One avenue for future work would be to explore the use of the FIC approach in calculation of the excess of loss premium. Future research could explore modifications to FIC to enhance its applicability to premium estimation, including the potential development of a smoothed or regularized approach that could impose constraints to ensure consistency across different retention levels. Further investigation into the asymptotic properties of FIC in the context of excess loss pricing, particularly under different loss distribution assumptions, could also provide valuable insights. Exploring these directions would help refine the use of FIC in actuarial applications.

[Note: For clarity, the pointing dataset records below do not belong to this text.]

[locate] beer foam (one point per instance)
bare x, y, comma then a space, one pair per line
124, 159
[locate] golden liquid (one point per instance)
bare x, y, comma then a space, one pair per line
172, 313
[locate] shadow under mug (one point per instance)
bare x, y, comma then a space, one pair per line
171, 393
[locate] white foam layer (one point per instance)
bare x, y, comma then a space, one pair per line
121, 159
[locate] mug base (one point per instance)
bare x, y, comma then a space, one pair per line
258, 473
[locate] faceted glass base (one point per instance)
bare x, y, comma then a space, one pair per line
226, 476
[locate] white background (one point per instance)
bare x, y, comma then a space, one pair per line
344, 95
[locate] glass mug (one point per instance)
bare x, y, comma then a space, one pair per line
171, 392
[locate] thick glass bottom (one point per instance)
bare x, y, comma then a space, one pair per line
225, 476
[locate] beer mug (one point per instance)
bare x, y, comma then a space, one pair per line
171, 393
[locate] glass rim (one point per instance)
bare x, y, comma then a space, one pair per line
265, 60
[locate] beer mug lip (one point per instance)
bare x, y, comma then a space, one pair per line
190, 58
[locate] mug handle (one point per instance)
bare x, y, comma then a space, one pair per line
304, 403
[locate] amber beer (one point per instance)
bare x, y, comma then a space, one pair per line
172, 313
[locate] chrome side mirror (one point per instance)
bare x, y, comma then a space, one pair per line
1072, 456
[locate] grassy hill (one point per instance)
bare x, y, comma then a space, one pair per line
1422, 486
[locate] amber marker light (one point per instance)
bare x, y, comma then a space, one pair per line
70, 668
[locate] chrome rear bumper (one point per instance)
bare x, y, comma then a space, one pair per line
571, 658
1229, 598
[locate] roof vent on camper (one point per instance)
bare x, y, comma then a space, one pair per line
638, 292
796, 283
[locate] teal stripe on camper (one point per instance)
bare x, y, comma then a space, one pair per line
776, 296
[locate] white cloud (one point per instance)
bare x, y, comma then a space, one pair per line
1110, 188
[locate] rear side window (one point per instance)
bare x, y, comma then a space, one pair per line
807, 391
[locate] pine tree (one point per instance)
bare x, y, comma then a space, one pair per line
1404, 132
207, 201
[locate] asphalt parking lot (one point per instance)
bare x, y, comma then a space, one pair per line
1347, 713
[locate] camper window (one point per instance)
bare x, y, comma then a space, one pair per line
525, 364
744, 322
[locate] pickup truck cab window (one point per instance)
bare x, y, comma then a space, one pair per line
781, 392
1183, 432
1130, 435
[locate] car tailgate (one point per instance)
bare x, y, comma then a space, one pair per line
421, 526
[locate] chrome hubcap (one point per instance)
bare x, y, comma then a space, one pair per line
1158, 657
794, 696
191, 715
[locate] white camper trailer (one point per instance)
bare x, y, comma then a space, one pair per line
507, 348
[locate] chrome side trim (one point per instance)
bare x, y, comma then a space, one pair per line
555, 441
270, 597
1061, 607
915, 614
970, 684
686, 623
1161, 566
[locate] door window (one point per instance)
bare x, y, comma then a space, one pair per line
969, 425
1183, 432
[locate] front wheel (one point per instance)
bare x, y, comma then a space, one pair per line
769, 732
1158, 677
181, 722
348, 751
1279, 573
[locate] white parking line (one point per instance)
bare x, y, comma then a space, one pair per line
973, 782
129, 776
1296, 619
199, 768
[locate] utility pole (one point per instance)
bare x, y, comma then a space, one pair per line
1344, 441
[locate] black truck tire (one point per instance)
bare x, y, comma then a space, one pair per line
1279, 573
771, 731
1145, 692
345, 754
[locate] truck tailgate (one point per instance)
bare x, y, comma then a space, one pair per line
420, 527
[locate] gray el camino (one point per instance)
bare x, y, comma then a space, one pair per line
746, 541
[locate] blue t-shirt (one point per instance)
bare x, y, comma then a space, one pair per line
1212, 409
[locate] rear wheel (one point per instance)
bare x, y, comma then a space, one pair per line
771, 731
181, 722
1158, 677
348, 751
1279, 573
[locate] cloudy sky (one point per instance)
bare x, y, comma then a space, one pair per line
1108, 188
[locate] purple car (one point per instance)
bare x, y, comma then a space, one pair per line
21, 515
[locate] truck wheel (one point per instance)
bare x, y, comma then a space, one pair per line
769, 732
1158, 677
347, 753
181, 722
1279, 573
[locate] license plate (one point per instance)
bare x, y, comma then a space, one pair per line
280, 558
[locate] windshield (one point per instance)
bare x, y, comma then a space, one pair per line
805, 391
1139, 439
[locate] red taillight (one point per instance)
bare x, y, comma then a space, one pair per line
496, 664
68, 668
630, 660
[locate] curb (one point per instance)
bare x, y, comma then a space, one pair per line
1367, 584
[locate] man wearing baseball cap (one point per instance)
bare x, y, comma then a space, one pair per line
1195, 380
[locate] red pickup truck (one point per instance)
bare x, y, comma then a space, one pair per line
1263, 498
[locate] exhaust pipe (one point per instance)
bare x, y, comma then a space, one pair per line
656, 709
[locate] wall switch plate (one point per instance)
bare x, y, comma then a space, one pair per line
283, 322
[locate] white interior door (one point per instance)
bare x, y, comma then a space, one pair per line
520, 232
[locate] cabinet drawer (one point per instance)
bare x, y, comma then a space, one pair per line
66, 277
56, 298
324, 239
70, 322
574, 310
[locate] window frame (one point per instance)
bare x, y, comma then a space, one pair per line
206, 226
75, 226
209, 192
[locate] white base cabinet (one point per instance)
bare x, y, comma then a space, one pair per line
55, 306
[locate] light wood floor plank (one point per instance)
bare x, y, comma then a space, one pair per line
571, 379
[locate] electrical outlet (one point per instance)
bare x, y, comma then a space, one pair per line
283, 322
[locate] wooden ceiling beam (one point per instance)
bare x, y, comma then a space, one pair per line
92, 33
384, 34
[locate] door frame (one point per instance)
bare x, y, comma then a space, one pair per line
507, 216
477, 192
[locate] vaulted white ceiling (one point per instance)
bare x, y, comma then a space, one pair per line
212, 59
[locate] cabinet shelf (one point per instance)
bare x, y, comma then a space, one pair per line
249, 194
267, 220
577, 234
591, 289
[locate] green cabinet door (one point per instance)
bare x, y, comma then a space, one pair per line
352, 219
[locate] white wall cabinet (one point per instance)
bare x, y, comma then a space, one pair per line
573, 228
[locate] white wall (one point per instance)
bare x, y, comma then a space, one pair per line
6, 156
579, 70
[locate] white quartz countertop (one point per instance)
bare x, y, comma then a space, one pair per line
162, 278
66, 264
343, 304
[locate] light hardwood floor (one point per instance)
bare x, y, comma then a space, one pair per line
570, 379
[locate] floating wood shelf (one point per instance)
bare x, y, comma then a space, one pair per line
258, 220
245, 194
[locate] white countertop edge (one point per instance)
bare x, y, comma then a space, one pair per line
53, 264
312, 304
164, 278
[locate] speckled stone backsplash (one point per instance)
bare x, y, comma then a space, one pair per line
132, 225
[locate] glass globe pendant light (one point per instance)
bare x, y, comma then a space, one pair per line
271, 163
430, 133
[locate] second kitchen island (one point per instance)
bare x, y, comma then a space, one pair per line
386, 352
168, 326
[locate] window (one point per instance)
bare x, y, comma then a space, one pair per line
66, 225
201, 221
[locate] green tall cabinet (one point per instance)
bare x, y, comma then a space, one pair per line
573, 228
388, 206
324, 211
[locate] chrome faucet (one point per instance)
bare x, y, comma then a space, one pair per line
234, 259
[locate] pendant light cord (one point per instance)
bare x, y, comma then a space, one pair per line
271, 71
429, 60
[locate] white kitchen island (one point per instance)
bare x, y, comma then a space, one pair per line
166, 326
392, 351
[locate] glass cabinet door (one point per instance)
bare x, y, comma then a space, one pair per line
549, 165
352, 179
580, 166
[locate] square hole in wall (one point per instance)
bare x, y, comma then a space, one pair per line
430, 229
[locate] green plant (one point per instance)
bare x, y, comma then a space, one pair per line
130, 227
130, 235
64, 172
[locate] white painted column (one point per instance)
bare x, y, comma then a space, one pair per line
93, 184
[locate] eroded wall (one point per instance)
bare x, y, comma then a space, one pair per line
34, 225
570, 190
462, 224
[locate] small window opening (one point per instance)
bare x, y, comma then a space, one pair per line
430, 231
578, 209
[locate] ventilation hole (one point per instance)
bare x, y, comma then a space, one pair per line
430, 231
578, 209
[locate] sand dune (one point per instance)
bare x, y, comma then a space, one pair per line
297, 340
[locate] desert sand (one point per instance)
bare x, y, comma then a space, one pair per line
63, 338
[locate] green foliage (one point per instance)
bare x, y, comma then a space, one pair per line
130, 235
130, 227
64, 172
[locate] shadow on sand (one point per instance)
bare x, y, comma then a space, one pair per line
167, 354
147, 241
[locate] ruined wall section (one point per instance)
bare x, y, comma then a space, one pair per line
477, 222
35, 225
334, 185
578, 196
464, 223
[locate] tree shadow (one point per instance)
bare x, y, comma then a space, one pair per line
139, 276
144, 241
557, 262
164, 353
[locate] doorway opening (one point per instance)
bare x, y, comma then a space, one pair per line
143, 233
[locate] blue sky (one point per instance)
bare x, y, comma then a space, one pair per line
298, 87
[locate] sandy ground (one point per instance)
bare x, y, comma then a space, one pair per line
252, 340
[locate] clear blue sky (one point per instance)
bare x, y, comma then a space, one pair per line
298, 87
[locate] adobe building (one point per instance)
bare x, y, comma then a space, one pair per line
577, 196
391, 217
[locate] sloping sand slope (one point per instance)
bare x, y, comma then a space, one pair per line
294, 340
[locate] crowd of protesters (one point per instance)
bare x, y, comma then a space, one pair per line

Finally, the proposed framework is based on the expected premium principle, but it can be carefully extended to other premium principles, such as the variance premium principle (which adds a variance term to adjust the premium for risk variability) and the standard deviation premium principle (which considers the standard deviation of the loss distribution). Challenges may arise when combining the mean and variance (or standard deviation), particularly in terms of computational complexity. Additionally, careful consideration should be given to the model weights, as ideally they would reflect not only the goodness of fit for the expected loss but also the variability captured by the model (i.e., the variance and standard deviation).
Acknowledgment
The author sincerely appreciates the thoughtful comments and suggestions from the editor and two anonymous reviewers, which have helped enhance the quality of this manuscript. The author is also grateful to Dr. Nikita Barabanov and Dr. Seonjin Kim for their insightful feedback on an earlier version of this work.